Ride Report - Flying Wheels Summer Century

The official word of the Cascade Cycling Club is that if you're fit enough to do the 100-mile Flying Wheels event, then you're fit enough to do the 200-mile STP in one day. The reasoning is that the Flying Wheels has a lot of climbing -- five big climbs to be exact -- while the STP is flat. The truth is that the climbs in the Flying Wheels event aren't particularly long or steep. My personal calculations indicate that riding the 100-mile Flying Wheels is roughly twice as easy as riding the STP.

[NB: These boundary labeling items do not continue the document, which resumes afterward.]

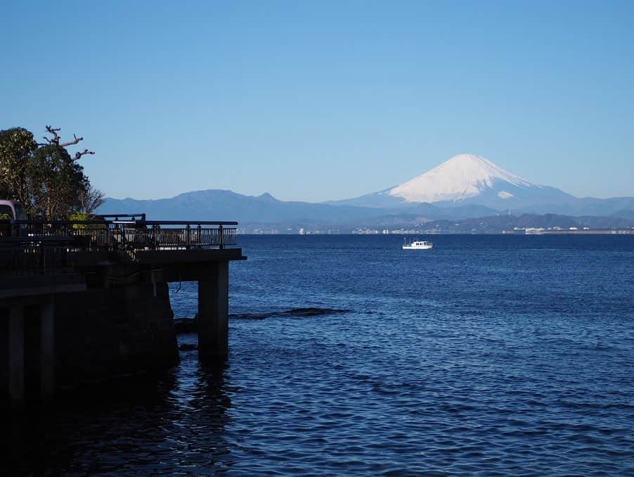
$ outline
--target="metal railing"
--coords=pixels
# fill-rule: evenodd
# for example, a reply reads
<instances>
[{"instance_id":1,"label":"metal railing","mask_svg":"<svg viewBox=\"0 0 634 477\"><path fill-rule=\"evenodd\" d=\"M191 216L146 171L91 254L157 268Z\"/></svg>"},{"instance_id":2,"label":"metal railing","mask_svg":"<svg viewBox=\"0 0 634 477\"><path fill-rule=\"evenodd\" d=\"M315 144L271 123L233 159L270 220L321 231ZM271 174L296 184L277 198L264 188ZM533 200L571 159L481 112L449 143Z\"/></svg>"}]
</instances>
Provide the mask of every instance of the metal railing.
<instances>
[{"instance_id":1,"label":"metal railing","mask_svg":"<svg viewBox=\"0 0 634 477\"><path fill-rule=\"evenodd\" d=\"M142 250L224 249L237 245L235 222L112 217L117 220L0 220L0 271L67 267L67 255L78 251L118 251L134 259Z\"/></svg>"}]
</instances>

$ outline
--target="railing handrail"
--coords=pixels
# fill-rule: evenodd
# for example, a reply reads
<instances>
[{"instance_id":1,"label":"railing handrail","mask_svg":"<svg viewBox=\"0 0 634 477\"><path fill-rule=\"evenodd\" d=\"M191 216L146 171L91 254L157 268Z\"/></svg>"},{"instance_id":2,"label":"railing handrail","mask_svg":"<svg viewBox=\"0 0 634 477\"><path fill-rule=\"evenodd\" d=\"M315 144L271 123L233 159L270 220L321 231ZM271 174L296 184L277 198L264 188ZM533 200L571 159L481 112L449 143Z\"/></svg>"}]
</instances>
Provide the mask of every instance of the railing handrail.
<instances>
[{"instance_id":1,"label":"railing handrail","mask_svg":"<svg viewBox=\"0 0 634 477\"><path fill-rule=\"evenodd\" d=\"M119 216L117 216L119 217ZM227 220L130 220L131 224L139 225L238 225L237 222ZM51 225L110 225L120 223L117 220L18 220L16 219L0 219L0 223L21 224L51 224Z\"/></svg>"}]
</instances>

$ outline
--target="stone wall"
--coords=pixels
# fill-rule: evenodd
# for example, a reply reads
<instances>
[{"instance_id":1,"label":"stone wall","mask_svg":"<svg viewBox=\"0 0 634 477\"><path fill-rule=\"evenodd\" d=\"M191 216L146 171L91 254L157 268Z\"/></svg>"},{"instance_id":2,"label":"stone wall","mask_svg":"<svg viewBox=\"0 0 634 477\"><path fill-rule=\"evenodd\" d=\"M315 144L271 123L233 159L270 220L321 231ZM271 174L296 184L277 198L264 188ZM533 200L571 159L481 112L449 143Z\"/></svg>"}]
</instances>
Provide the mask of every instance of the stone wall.
<instances>
[{"instance_id":1,"label":"stone wall","mask_svg":"<svg viewBox=\"0 0 634 477\"><path fill-rule=\"evenodd\" d=\"M165 283L115 283L60 294L55 315L58 388L179 362Z\"/></svg>"}]
</instances>

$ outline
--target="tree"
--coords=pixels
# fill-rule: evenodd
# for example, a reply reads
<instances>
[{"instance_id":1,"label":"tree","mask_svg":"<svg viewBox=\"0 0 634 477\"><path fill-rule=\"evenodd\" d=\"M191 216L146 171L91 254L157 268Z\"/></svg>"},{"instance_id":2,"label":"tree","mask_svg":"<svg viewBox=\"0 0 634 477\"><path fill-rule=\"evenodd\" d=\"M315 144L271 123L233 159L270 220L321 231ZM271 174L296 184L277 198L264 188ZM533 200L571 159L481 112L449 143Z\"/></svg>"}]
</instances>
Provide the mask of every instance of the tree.
<instances>
[{"instance_id":1,"label":"tree","mask_svg":"<svg viewBox=\"0 0 634 477\"><path fill-rule=\"evenodd\" d=\"M45 144L36 143L23 128L0 131L0 194L22 202L32 217L68 218L88 212L86 205L98 206L103 194L91 188L77 162L94 153L85 149L71 157L66 147L84 138L73 134L72 141L62 143L60 128L46 126L46 131L53 137L44 137Z\"/></svg>"},{"instance_id":2,"label":"tree","mask_svg":"<svg viewBox=\"0 0 634 477\"><path fill-rule=\"evenodd\" d=\"M33 156L37 143L22 127L0 131L0 197L18 201L28 209L32 202Z\"/></svg>"}]
</instances>

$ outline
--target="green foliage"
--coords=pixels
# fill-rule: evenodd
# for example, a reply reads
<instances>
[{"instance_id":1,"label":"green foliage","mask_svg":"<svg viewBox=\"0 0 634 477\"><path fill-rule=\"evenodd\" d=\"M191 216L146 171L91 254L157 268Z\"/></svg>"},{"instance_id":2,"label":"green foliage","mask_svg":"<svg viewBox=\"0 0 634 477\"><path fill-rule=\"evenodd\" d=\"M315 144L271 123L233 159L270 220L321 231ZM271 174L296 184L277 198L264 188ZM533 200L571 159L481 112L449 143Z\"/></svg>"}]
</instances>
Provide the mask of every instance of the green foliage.
<instances>
[{"instance_id":1,"label":"green foliage","mask_svg":"<svg viewBox=\"0 0 634 477\"><path fill-rule=\"evenodd\" d=\"M93 212L85 210L86 194L94 189L77 162L82 154L71 158L65 148L82 138L60 145L58 129L47 130L55 137L45 145L21 127L0 131L0 198L21 202L31 217L65 219L75 212Z\"/></svg>"},{"instance_id":2,"label":"green foliage","mask_svg":"<svg viewBox=\"0 0 634 477\"><path fill-rule=\"evenodd\" d=\"M21 202L32 213L32 186L37 143L22 127L0 131L0 198Z\"/></svg>"}]
</instances>

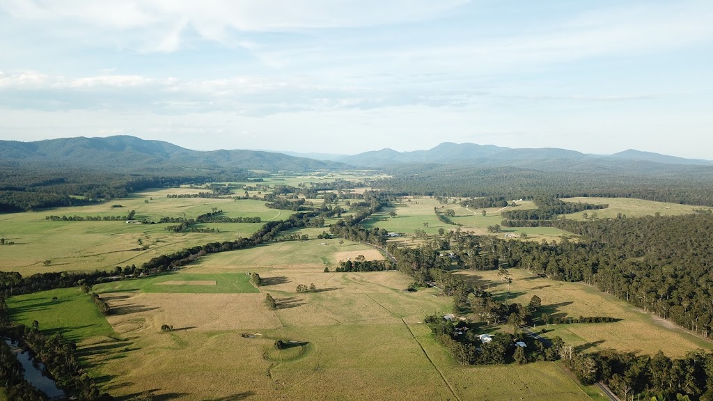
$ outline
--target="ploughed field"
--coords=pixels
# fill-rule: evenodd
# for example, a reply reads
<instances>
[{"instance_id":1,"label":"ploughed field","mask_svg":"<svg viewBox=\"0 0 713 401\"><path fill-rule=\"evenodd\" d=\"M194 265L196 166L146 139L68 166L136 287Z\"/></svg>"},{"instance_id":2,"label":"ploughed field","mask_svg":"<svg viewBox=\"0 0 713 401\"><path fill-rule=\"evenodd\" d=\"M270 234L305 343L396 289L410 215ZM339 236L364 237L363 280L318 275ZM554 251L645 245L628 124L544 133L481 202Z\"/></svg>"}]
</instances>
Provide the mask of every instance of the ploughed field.
<instances>
[{"instance_id":1,"label":"ploughed field","mask_svg":"<svg viewBox=\"0 0 713 401\"><path fill-rule=\"evenodd\" d=\"M93 271L116 266L140 266L150 258L184 248L250 237L266 221L282 220L294 212L271 209L263 200L232 198L167 198L167 195L198 193L206 190L168 188L134 194L130 198L73 208L0 215L0 236L13 245L4 245L0 270L23 275L49 271ZM148 201L148 203L147 203ZM113 208L113 205L121 205ZM260 217L260 223L210 223L191 227L213 228L220 233L173 233L165 228L178 223L127 223L125 220L52 221L46 216L125 216L159 221L163 217L195 218L223 210L220 215ZM49 260L48 265L45 260Z\"/></svg>"},{"instance_id":2,"label":"ploughed field","mask_svg":"<svg viewBox=\"0 0 713 401\"><path fill-rule=\"evenodd\" d=\"M669 357L682 357L697 348L713 350L713 342L583 283L555 281L521 269L508 272L513 278L509 286L498 276L497 270L465 270L457 274L467 283L484 287L506 303L528 305L533 295L540 297L542 306L533 313L535 317L546 313L551 318L607 316L617 320L543 325L535 319L535 330L544 328L545 337L558 335L580 350L610 348L653 355L660 350Z\"/></svg>"},{"instance_id":3,"label":"ploughed field","mask_svg":"<svg viewBox=\"0 0 713 401\"><path fill-rule=\"evenodd\" d=\"M41 329L81 338L93 375L120 399L147 391L184 400L588 399L555 363L459 365L421 323L451 309L436 289L404 291L412 280L396 271L324 271L354 254L382 258L374 250L312 240L209 255L178 273L94 286L114 311L106 319L51 318L92 310L76 288L9 303L14 318L41 311L31 315ZM247 281L253 272L264 285ZM297 293L299 284L317 290ZM267 293L276 310L263 302ZM288 347L276 350L277 340Z\"/></svg>"}]
</instances>

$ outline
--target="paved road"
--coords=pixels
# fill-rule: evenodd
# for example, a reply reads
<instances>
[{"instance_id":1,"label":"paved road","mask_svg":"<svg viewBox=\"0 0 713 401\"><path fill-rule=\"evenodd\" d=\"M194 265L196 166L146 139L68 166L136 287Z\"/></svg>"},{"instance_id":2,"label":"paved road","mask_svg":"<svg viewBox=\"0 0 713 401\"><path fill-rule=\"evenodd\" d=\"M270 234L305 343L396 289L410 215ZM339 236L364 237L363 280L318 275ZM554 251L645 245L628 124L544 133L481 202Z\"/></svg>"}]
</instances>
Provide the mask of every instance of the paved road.
<instances>
[{"instance_id":1,"label":"paved road","mask_svg":"<svg viewBox=\"0 0 713 401\"><path fill-rule=\"evenodd\" d=\"M619 397L617 397L615 394L612 392L612 390L607 386L607 385L602 383L602 382L597 382L597 387L598 387L599 390L602 390L602 392L603 392L604 395L608 397L612 401L621 401L621 400L619 400Z\"/></svg>"}]
</instances>

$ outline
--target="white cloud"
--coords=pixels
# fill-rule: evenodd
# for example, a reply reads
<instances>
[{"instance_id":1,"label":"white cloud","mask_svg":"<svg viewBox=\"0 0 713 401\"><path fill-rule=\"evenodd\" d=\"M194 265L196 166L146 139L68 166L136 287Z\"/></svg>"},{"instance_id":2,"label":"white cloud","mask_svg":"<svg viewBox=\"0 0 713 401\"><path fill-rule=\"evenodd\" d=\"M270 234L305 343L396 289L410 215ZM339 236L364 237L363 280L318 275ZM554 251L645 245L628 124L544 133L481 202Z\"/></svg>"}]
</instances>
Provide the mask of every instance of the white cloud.
<instances>
[{"instance_id":1,"label":"white cloud","mask_svg":"<svg viewBox=\"0 0 713 401\"><path fill-rule=\"evenodd\" d=\"M61 35L116 43L144 51L180 48L190 27L210 41L250 45L235 32L371 26L431 19L468 0L6 0L0 6L16 20L41 24ZM81 29L71 27L80 25ZM119 39L121 40L121 39Z\"/></svg>"}]
</instances>

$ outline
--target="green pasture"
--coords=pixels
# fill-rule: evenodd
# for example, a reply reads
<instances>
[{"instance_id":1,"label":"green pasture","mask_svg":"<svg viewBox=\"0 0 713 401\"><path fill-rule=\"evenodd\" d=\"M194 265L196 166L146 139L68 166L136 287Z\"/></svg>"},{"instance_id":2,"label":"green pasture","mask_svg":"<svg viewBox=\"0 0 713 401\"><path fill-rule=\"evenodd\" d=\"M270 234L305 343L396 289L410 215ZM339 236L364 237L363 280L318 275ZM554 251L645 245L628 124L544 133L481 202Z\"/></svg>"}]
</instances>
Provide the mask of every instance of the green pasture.
<instances>
[{"instance_id":1,"label":"green pasture","mask_svg":"<svg viewBox=\"0 0 713 401\"><path fill-rule=\"evenodd\" d=\"M507 303L527 305L533 295L542 300L533 315L552 317L608 316L619 319L607 323L550 324L535 320L536 329L545 328L548 337L558 335L582 351L613 348L624 352L654 355L661 350L670 357L682 357L692 350L713 350L713 342L634 308L625 301L583 283L567 283L540 278L521 269L509 269L508 286L498 272L464 270L466 282L483 286ZM475 317L472 317L475 319Z\"/></svg>"},{"instance_id":2,"label":"green pasture","mask_svg":"<svg viewBox=\"0 0 713 401\"><path fill-rule=\"evenodd\" d=\"M113 334L90 296L76 288L15 295L7 305L12 321L32 327L37 320L41 331L61 333L73 341Z\"/></svg>"},{"instance_id":3,"label":"green pasture","mask_svg":"<svg viewBox=\"0 0 713 401\"><path fill-rule=\"evenodd\" d=\"M27 275L49 271L86 271L109 269L117 265L140 265L151 258L184 248L249 237L265 221L282 220L294 213L268 208L262 200L166 198L169 193L199 191L186 188L148 191L128 198L114 199L97 205L0 215L0 236L14 243L3 247L0 270L18 271ZM122 207L112 208L112 205ZM212 208L222 210L223 215L227 217L258 216L262 222L195 225L220 231L209 233L172 233L165 229L175 223L143 225L129 224L123 220L51 221L45 218L51 215L125 215L134 210L135 219L158 221L161 217L195 218L210 213ZM51 263L45 265L44 260Z\"/></svg>"},{"instance_id":4,"label":"green pasture","mask_svg":"<svg viewBox=\"0 0 713 401\"><path fill-rule=\"evenodd\" d=\"M209 271L231 271L277 265L333 265L338 261L335 258L337 253L373 250L369 245L341 238L284 241L208 255L199 260L199 266Z\"/></svg>"},{"instance_id":5,"label":"green pasture","mask_svg":"<svg viewBox=\"0 0 713 401\"><path fill-rule=\"evenodd\" d=\"M215 285L191 285L191 282L215 281ZM168 284L170 282L183 282ZM94 287L98 293L140 291L190 294L240 294L260 293L245 273L195 274L169 273L158 276L129 279L99 284Z\"/></svg>"},{"instance_id":6,"label":"green pasture","mask_svg":"<svg viewBox=\"0 0 713 401\"><path fill-rule=\"evenodd\" d=\"M627 217L641 217L654 215L660 213L661 215L678 215L694 213L694 209L709 209L704 206L691 206L678 203L666 202L653 202L632 198L565 198L565 202L582 202L583 203L594 203L595 205L607 204L605 209L586 210L588 218L591 219L592 213L596 213L597 218L616 218L619 213ZM579 212L564 215L571 220L585 220L583 213Z\"/></svg>"},{"instance_id":7,"label":"green pasture","mask_svg":"<svg viewBox=\"0 0 713 401\"><path fill-rule=\"evenodd\" d=\"M441 207L442 206L442 207ZM445 212L447 209L453 209L456 212L456 216L451 218L451 220L460 226L461 230L469 231L481 235L497 235L501 237L506 235L512 236L513 238L520 238L520 234L527 234L528 240L556 240L562 235L572 235L572 234L553 228L552 227L502 227L499 234L493 234L488 231L489 225L501 225L503 217L501 213L503 211L514 209L528 209L535 208L535 203L531 201L518 202L518 206L508 206L506 208L488 208L486 209L486 215L483 216L483 209L470 209L463 208L458 203L449 203L443 205L435 198L407 198L400 205L394 208L387 208L378 213L374 214L362 223L362 225L367 228L379 227L389 232L398 232L404 233L412 233L416 229L424 230L428 234L436 234L438 230L443 228L445 231L457 230L458 226L453 224L446 224L438 220L434 210L436 208L439 212ZM391 217L389 212L394 211L396 215ZM428 227L424 223L428 223Z\"/></svg>"}]
</instances>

2007 STP - 200 miles, 13 hours riding time, gentle rollers
2008 Flying Wheels - 100 miles, 6 hours riding time, rollers and hills

The ride starts at Marymoor Park near the Microsoft campus in Redmond. It goes through what we writers call bucolic scenery in which we head through rolling farm lands and pass through quaint small towns like Duvall, Snohomish, and Carnation.

The ride starts at 8:00 am. I wanted to end the ride early in the afternoon because both my brother and Robert's family were coming back to town. Unfortunately, there was a huge line of cars waiting to park, so I didn't get on the bike until 8:15. I rolled along for a couple miles when it hit me -- I didn't lock the car door. In fact, I think I may have left the passenger door wide open when I was putting on my bike shoes. Here's one of the nice things about getting old -- you know who you are and how your mind works. I knew if I didn't turn back then, I'd have spent the entire ride obsessing about my ransacked car with a dead battery. So I turned around, locked the car, and started the ride all over again.

At the 15-mile mark, I reached the first rest stop. I thought about not stopping because I had ridden only 15 miles -- actually 20 miles if you include the turnaround -- but I wanted to see if I could get a map since the course wasn't marked. And what I saw was the best stocked rest stop out of any ride I've been on. It had twenty kinds of energy bars, various power gels and glu shots, bread and bagels for making PBJs, cookies in packages, pop tarts, and all kinds of sports drinks. Unable to resist the siren song of "free stuff," I loaded my pockets and took off.

I rode another 60 miles when I decided to attack. I blew by a few startled cyclists, and then rode to the finish line. At that point, I drove home. And that is the end of this account.


  1. Stunning first hand coverage of an epic ride. Thanks for the insight only the rider could provide.

  2. AnonymousJune 16, 2008

    if it were not so i would have told you.

  3. I try to find a balance between writing a faithful account and spinning a riveting yarn. Fortunately, this most recent cycling event made my job easy for me. It practically wrote itself.